HHS Secretary rescinds longstanding rulemaking requirements
Effective Mar 3, 2025
Published Mar 3, 2025
Last Reviewed Mar 3, 2025
Agencies could see a shake-up in CMS’ rulemaking process, including how stakeholders voice their opinions on policy proposals.
HHS published an announcement in the Federal Register on March 3 rescinding the Richardson Waiver, a federal policy that amended the Administrative Procedures Act. Originally implemented in 1971, the Richardson Waiver requires federal agencies to provide notice of proposed rulemaking and opportunities for stakeholders to submit public comments in response to regulations relating to benefits, contracts, grants loans and public property.

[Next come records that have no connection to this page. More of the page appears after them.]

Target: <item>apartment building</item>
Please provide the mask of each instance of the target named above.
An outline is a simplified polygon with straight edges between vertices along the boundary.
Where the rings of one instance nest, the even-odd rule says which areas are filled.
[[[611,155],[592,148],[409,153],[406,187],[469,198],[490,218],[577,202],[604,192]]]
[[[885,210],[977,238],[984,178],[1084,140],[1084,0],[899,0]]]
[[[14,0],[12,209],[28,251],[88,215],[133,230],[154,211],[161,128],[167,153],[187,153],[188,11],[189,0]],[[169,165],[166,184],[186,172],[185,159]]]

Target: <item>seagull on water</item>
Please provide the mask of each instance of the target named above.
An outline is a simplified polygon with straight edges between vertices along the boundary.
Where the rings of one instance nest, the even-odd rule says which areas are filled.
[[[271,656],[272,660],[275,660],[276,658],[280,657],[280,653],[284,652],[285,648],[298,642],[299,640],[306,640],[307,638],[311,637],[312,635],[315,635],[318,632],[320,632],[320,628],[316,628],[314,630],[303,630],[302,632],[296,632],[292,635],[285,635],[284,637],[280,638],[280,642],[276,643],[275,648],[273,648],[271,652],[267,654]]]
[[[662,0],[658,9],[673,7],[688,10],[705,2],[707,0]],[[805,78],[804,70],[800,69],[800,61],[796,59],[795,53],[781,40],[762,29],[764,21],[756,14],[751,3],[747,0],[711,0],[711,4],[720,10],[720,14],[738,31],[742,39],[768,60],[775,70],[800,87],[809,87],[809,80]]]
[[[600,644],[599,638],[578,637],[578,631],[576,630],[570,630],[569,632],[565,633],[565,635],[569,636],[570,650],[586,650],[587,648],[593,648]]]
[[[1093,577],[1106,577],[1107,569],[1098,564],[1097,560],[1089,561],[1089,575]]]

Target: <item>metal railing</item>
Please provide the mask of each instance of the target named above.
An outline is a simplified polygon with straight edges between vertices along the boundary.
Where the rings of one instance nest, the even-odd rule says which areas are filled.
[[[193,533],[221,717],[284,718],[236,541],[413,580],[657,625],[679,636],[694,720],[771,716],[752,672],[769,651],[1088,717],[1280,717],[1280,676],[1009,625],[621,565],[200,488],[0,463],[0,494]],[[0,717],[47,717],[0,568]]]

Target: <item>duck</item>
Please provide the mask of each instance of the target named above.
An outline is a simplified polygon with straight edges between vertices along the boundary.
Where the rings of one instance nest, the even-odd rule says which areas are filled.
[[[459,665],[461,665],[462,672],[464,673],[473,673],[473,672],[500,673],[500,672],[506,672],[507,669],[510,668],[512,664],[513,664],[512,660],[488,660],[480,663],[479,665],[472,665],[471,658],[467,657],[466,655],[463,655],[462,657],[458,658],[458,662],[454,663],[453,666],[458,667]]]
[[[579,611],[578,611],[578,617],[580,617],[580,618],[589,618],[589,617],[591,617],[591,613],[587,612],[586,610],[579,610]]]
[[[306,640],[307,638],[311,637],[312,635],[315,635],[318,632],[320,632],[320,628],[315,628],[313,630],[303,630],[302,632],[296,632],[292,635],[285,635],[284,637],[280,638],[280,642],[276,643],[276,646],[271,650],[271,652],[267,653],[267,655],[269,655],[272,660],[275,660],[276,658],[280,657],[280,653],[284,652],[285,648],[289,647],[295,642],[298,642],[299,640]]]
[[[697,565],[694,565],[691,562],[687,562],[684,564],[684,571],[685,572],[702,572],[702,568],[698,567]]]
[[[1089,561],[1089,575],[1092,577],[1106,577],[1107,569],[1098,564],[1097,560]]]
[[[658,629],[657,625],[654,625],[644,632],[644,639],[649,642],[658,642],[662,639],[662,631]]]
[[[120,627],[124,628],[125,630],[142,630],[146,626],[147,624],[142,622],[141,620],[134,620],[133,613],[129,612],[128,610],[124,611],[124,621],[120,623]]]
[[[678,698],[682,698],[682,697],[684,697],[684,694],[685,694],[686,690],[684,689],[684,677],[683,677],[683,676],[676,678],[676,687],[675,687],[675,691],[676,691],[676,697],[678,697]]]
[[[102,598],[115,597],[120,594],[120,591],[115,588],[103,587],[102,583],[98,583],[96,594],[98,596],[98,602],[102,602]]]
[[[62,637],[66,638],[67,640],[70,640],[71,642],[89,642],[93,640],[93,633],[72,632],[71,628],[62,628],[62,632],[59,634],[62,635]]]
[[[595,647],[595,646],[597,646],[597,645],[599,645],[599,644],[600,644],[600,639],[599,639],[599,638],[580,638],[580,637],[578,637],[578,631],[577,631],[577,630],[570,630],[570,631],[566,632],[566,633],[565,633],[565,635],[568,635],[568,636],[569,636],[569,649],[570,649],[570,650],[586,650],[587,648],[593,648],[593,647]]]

The department will continue to use the notice and comment rulemaking process when required by statute, but CMS and other HHS agencies and offices can choose whether to update their rulemaking processes at their discretion, effective immediately.
“The possibility that HHS under the Trump White House will eliminate or significantly scale back public comment on policies impacting payment, regulations, safety, operations, and other critical areas is truly troubling — a move we can only hope will not have the negative impact that we fear it might,” noted Katie Smith Sloan, president and CEO of LeadingAge in a statement released about the change on Feb. 28.
CMS has three rules expected to be published in the Federal Register in the coming weeks, including the FY 2026 Hospice Wage Index, Payment Rate Update and Quality Reporting Requirements.